Başlangıç olarak eğer bir tanım vermek gerekirse; Amerikan Ulusal Güvenlik Stratejisi’nin haydut devlet tanımlaması örnek olarak gösterilebilir. Tanım şöyledir ki; ” kendi halklarına merhametsizce davranan”, “uluslararası hukuka saygısı olmadığını gösteren”, “komşularını tehdit eden, ve katı bir şekilde tarafı oldukları uluslararası antlaşmaları ihlal eden”, “kitle imha silahlarını elde etme azminde olan”, “dünya çevresinde terörizmi destekleyen” ve “temel insani değerleri reddeden ve ABD’den nefret eden” devletlere verilen genel isim “haydut devlettir”. ABD’nin 80’li yıllarda hazırlamaya başladığı “haydut devlet” tanımlamasına giren devletler ve listeye giriş tarihleri; Kuzey Kore(1988), İran(1984), Irak(1989), Suriye(1988), Libya(1982), Sudan(1993) ve Küba(1982) idi. Irak’ın işgali ve Libya’nın kitle imha silahlarını yok etmeye karar vermesinin ardından liste 5’e indi.
Başkan Bush, 29 Ocak 2002 tarihinde yaptığı Ulusa Sesleniş Konuşması’nda Şer Ekseni tanımlamasını ortaya attı. Kuzey Kore, İran ve Irak, artık bu başlık altında anılmaya başlandı. 2005 yılı başında Amerika Birleşik Devletleri Dışişleri Bakanlığı görevine gelen Condoleezza Rice, Şer Ekseni ve Haydut Devlet tanımlamalarına bir başkasını ekledi: “Diktatörlüğün İleri Karakolu”. Halkın baskı altında tutulduğu, insan haklarının sistematik olarak ihlal edildiği ülkeler bu sınıfa sokuluyordu. Amerika Birleşik Devletleri Dışişleri Bakanı Rice’a göre; Beyaz Rusya, Küba, İran, Myanmar, Kuzey Kore ve Zimbabve bu tanımlamaya girmekteydi.
İlk defa haydut devlet terimi Clinton döneminde kullanılmasına karşın; terim yaygın kullanımdaki tanımına Bush Doktrini ile ulaşmıştır. ABD Soğuk Savaş’ın başlamasından beri sürdürmekte olduğu “çevreleme” ve “caydırıcılık” stratejilerinden vazgeçtiğini açıklayarak teröristler ve haydut devletlere karşı “önleyici savaş/preemptive war” doktrinini kabul etmiştir. Artık Soğuk Savaş dönemi ve sonrası güvenlik politikaları ABD ulusal Güvenlik Stratejisine göre yetersiz kalmaktadır. Bu gelişmeler ise Irak’ın işgali ile sonuçlanmıştır. Fakat uygulanan yeni politika Uluslararası Hukukta ihtilaflı bir doktrin olan preemptive/sezgisel meşru müdafaa hakkına dayanmaktadır.

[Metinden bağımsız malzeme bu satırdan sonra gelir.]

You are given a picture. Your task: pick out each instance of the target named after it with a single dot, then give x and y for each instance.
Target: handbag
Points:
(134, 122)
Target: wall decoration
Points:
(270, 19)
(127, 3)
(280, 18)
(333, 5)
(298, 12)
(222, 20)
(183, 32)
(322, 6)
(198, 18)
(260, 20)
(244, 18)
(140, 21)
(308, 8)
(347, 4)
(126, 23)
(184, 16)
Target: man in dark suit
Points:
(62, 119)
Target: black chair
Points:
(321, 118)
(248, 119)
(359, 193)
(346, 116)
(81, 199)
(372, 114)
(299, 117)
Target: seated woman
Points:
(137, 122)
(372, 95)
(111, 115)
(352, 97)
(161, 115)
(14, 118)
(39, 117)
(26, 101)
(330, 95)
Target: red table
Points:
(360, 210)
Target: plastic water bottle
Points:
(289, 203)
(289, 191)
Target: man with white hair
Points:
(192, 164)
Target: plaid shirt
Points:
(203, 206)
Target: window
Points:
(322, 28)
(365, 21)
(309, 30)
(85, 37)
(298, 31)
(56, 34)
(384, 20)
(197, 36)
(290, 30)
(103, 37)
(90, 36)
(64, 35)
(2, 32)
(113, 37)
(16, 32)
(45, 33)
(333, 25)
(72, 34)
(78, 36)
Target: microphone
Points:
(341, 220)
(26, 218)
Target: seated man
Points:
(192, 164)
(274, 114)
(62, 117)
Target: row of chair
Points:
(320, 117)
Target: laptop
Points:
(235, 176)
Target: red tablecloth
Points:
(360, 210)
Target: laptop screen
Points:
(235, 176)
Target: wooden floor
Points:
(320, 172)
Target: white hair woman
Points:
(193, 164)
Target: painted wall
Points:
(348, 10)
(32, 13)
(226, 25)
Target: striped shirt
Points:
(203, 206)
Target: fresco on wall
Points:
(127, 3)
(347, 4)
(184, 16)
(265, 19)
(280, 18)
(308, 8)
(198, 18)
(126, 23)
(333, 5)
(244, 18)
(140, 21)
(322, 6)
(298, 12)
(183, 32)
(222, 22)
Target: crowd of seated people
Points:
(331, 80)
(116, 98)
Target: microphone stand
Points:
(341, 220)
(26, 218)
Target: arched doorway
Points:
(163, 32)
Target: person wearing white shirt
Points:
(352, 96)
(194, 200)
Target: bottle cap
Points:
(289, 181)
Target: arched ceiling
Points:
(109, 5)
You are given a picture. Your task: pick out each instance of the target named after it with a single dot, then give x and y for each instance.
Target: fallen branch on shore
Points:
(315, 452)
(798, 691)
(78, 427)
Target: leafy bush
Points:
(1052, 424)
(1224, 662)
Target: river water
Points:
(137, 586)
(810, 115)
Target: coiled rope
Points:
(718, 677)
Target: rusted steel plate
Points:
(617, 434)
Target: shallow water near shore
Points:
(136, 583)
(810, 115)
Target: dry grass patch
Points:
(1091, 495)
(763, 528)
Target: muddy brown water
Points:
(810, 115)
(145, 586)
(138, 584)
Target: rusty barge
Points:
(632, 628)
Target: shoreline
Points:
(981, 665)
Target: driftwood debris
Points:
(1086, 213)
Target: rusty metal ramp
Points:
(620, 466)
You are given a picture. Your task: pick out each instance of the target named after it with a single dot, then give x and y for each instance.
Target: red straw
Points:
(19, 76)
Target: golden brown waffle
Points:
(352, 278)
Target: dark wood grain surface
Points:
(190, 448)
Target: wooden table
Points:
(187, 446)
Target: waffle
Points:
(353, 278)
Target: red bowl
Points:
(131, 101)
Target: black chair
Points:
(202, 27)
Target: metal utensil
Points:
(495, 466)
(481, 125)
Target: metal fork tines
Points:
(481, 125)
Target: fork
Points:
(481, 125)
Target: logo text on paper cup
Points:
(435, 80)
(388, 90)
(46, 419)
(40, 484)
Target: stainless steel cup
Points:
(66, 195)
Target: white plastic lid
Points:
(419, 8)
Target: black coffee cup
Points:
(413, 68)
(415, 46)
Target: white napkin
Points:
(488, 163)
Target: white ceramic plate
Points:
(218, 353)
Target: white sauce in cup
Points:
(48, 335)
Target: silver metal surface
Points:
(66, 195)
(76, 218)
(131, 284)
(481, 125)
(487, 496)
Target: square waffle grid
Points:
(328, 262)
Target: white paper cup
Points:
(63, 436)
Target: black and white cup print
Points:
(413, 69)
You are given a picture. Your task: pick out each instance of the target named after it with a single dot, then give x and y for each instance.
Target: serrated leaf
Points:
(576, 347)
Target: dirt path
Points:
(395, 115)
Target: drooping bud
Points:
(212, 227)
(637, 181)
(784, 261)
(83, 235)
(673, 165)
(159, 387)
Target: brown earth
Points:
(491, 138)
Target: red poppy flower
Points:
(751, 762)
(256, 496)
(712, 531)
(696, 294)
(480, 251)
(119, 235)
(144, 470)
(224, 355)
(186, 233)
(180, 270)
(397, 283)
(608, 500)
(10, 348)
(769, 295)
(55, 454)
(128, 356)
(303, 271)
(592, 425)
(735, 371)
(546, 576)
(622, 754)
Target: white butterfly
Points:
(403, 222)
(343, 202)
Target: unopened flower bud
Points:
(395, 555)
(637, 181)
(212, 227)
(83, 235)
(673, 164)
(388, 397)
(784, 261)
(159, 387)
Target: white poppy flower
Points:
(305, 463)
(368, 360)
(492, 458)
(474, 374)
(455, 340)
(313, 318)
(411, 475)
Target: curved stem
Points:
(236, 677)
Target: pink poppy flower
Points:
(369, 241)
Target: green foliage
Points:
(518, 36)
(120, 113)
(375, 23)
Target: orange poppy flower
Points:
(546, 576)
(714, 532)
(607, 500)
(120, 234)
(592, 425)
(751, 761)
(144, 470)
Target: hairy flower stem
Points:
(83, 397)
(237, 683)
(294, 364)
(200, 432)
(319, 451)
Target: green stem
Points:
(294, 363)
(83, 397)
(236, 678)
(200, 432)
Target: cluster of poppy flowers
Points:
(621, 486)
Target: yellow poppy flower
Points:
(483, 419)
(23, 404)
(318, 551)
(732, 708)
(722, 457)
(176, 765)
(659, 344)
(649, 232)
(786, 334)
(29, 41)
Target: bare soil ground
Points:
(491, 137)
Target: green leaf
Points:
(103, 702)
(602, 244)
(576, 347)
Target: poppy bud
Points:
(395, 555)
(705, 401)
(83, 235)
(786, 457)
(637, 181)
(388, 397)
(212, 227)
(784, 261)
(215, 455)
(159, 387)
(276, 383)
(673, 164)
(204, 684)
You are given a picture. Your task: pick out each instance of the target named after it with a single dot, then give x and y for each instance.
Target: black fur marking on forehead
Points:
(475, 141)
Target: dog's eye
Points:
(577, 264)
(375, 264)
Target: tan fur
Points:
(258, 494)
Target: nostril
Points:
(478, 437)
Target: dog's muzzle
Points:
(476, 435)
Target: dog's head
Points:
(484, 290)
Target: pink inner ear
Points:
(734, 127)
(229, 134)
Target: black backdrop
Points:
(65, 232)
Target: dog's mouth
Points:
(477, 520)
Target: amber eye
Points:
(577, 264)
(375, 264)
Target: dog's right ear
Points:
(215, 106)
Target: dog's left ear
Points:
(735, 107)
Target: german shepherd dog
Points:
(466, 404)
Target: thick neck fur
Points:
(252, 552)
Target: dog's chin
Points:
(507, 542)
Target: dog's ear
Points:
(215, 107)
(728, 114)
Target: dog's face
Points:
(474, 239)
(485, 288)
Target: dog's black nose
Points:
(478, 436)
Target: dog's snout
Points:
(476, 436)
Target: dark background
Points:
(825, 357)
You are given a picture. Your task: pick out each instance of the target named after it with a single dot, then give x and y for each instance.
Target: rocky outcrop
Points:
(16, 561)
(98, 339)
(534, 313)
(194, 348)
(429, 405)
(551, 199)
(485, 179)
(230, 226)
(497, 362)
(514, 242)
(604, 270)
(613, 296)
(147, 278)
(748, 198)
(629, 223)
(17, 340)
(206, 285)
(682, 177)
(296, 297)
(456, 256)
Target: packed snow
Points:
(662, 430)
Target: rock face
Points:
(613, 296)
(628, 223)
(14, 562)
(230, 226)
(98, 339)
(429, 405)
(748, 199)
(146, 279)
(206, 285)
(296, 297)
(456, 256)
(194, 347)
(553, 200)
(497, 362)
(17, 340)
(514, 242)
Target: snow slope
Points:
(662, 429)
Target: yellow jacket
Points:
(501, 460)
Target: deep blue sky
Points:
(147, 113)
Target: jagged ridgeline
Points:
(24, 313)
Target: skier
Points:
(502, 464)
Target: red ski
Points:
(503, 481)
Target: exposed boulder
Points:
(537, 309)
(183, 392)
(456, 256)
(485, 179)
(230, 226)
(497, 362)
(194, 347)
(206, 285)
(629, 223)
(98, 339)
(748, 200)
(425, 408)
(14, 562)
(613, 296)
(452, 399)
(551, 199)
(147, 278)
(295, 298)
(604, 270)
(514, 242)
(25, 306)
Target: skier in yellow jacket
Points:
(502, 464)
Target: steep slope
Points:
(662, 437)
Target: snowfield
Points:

ABD Devlet Dairesi 2001-2009 verileri grafikte görüleceği üzere tanımlamış olduğu haydut devletlerin; kitle imha silahlarına sahip olmaları (kırmızı) ve bu silahları geliştirme çalışmaları (siyah) üzerine tahmini veriler sunmaktadır.
(Haydut devletlerin kitle imha silahı programları)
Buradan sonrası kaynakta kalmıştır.